I think it’s fundamentally important to invest in the generations behind you, because as time goes on many of these folks will become your friends, subordinates, and coworkers. Why not invest in each other from day 1? It’s a really easy decision for me, and it gives you a chance to really hone your own leadership and people skills.
The AEF MADE program is very well established and to be able to participate each year is such a treat. The students are always incredibly talented and willing to go above and beyond their program requirements to make lasting connections and memories with us mentors. It’s programs like this that not only bridge the gap between academia and the business world, but plant relationship seeds that will blossom over the course of our lifetime. Can’t beat it.
My job is very niche in the marketing industry, so I appreciate being a lone ranger, there’s so much room to craft my role into what I want it to be. Despite working in a massive global company my role is very intrapreneurial, in that I am forced to be really scrappy but still have the resources of a larger enterprise.
My role is a unique mix of a typical analytics-role, social media-role, and market research-role, and constantly evolving. My job requires me to stay up to date on digital trends and what’s going on in “internet culture”, which means a lot of social media consumption. This is good and bad, but fundamentally it’s a lot of fun to be able to use both the quantitative and qualitative skillset I have to deliver meaningful impact to our business.

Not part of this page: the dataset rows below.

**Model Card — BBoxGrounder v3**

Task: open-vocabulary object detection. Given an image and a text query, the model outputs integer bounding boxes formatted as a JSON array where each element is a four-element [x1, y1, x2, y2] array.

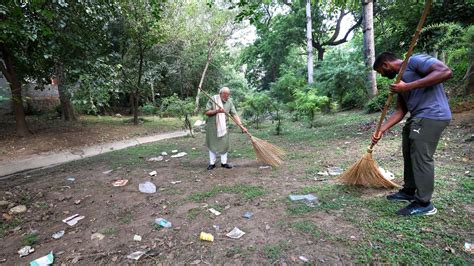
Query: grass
[[188, 183, 265, 202], [102, 227, 118, 236], [0, 218, 22, 238], [263, 242, 289, 262], [291, 220, 323, 238], [186, 208, 202, 221], [118, 211, 133, 224], [22, 233, 38, 246]]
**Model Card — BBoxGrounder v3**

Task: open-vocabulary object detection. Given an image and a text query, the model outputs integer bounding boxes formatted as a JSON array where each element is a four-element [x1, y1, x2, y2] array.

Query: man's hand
[[241, 126, 248, 134], [390, 80, 412, 93], [371, 132, 383, 145], [216, 108, 225, 114]]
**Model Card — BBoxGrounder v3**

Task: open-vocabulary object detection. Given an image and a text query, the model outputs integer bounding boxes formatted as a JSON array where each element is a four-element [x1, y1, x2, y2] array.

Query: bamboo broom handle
[[198, 88, 252, 138], [369, 0, 432, 151]]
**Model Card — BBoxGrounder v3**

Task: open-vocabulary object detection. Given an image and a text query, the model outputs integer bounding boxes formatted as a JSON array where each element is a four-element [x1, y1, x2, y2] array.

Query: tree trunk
[[134, 45, 145, 125], [0, 44, 30, 137], [11, 81, 30, 137], [150, 82, 155, 104], [306, 0, 314, 84], [56, 62, 77, 121], [465, 60, 474, 96], [314, 44, 325, 62], [362, 0, 377, 98]]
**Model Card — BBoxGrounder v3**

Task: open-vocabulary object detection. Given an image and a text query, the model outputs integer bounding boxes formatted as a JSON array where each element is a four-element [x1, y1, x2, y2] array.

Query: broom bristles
[[249, 136, 285, 167], [339, 152, 400, 189]]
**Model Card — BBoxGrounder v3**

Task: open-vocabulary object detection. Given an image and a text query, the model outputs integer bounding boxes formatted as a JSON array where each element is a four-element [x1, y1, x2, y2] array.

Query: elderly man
[[205, 87, 247, 170], [372, 52, 452, 216]]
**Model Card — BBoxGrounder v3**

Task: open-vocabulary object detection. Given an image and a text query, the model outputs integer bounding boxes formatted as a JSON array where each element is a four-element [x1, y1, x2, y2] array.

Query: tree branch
[[0, 44, 14, 82], [326, 10, 347, 44], [324, 14, 362, 46]]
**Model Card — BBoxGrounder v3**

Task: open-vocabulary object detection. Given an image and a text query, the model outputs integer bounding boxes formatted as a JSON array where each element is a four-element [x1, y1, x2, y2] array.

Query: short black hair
[[373, 52, 398, 70]]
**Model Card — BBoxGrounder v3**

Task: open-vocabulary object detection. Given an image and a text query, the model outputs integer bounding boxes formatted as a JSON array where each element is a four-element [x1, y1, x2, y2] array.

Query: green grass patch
[[291, 220, 323, 238], [186, 208, 202, 221], [36, 202, 49, 209], [0, 218, 22, 238], [101, 227, 118, 236], [344, 186, 472, 264], [286, 184, 362, 215], [118, 212, 133, 224], [263, 242, 290, 262], [188, 183, 265, 202], [22, 233, 38, 246]]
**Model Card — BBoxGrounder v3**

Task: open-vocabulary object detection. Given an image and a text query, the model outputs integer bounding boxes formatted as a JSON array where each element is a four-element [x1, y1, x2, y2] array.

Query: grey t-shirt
[[400, 54, 452, 120]]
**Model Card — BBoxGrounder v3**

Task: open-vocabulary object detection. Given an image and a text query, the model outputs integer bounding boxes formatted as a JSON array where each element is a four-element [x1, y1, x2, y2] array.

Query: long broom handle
[[369, 0, 432, 151], [198, 88, 252, 138]]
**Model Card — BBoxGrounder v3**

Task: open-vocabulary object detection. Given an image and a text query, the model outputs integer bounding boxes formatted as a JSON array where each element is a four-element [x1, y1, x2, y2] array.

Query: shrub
[[140, 104, 157, 115]]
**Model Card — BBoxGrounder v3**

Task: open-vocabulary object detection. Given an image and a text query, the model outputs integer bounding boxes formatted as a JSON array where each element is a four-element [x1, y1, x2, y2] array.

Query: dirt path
[[0, 130, 189, 178]]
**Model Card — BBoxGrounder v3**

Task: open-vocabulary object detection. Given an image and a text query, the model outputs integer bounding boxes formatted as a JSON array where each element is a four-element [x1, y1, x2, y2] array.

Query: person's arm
[[232, 114, 248, 133], [371, 95, 408, 145], [204, 99, 224, 117], [390, 60, 453, 93], [205, 108, 224, 117]]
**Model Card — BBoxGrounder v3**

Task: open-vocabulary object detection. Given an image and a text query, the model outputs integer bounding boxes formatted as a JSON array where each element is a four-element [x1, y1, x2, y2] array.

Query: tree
[[306, 0, 314, 84], [0, 2, 51, 136], [293, 88, 329, 128], [46, 2, 117, 121], [362, 0, 377, 97], [116, 1, 164, 125], [160, 94, 195, 136], [241, 91, 271, 129], [237, 1, 361, 90]]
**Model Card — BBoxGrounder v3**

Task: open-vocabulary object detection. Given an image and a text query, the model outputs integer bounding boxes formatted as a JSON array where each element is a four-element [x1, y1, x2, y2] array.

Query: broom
[[339, 0, 432, 188], [199, 88, 285, 167]]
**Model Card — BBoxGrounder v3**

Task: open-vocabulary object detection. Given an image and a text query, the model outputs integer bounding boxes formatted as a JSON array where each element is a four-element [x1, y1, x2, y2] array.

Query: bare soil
[[0, 109, 472, 264], [0, 115, 181, 162]]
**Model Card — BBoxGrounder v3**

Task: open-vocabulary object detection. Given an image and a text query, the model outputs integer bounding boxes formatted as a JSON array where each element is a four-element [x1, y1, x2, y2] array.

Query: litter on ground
[[226, 227, 246, 239], [62, 214, 85, 226]]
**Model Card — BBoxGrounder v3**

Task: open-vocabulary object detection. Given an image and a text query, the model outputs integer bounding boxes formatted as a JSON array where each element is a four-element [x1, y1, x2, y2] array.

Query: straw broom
[[339, 0, 432, 188], [199, 88, 285, 167]]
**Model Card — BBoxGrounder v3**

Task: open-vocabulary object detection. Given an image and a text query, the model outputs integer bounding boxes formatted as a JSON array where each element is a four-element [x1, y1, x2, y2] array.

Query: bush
[[365, 88, 396, 113], [293, 87, 330, 127], [140, 104, 158, 115]]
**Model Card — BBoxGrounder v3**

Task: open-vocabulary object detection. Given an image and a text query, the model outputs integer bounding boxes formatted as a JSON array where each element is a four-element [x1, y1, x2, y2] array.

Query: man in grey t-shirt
[[371, 52, 452, 216]]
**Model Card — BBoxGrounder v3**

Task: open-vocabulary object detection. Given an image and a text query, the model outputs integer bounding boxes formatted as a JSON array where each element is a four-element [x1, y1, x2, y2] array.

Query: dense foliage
[[1, 0, 471, 136]]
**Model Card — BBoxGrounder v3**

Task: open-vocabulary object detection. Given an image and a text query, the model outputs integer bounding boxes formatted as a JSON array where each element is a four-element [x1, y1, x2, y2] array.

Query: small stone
[[299, 256, 309, 262], [171, 150, 178, 153], [445, 247, 455, 254], [0, 200, 10, 208], [71, 256, 80, 264], [148, 156, 164, 162], [74, 200, 81, 205], [9, 205, 27, 214], [91, 233, 105, 241], [161, 152, 168, 156], [133, 235, 142, 242], [2, 213, 12, 221]]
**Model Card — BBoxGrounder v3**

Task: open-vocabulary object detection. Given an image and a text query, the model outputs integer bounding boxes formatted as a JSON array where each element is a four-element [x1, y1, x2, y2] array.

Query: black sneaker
[[221, 163, 233, 169], [207, 164, 216, 170], [396, 201, 437, 216], [387, 191, 415, 202]]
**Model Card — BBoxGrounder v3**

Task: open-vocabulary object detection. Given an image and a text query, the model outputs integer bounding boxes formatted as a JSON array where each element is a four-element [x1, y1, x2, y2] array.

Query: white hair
[[219, 87, 230, 94]]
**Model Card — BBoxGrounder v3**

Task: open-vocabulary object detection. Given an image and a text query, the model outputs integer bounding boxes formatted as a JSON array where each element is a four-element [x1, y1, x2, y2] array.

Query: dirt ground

I’m very fortunate to have a job that I truly love and enjoy doing. I may not be at the same company forever, but I can definitely see myself doing some form of social media analytics/insights/intelligence for the rest of my career.
Be curious and don’t be afraid of the unknown. I’ve found that in my very young career that the discomfort associated with unknowns and ambiguity builds strength and resilience. If you can manage through uncertainty you can manage through anything. Unknowns are just that, you don’t know if they’re good or bad, but don’t let that stop you from finding out; every experience is a learning opportunity.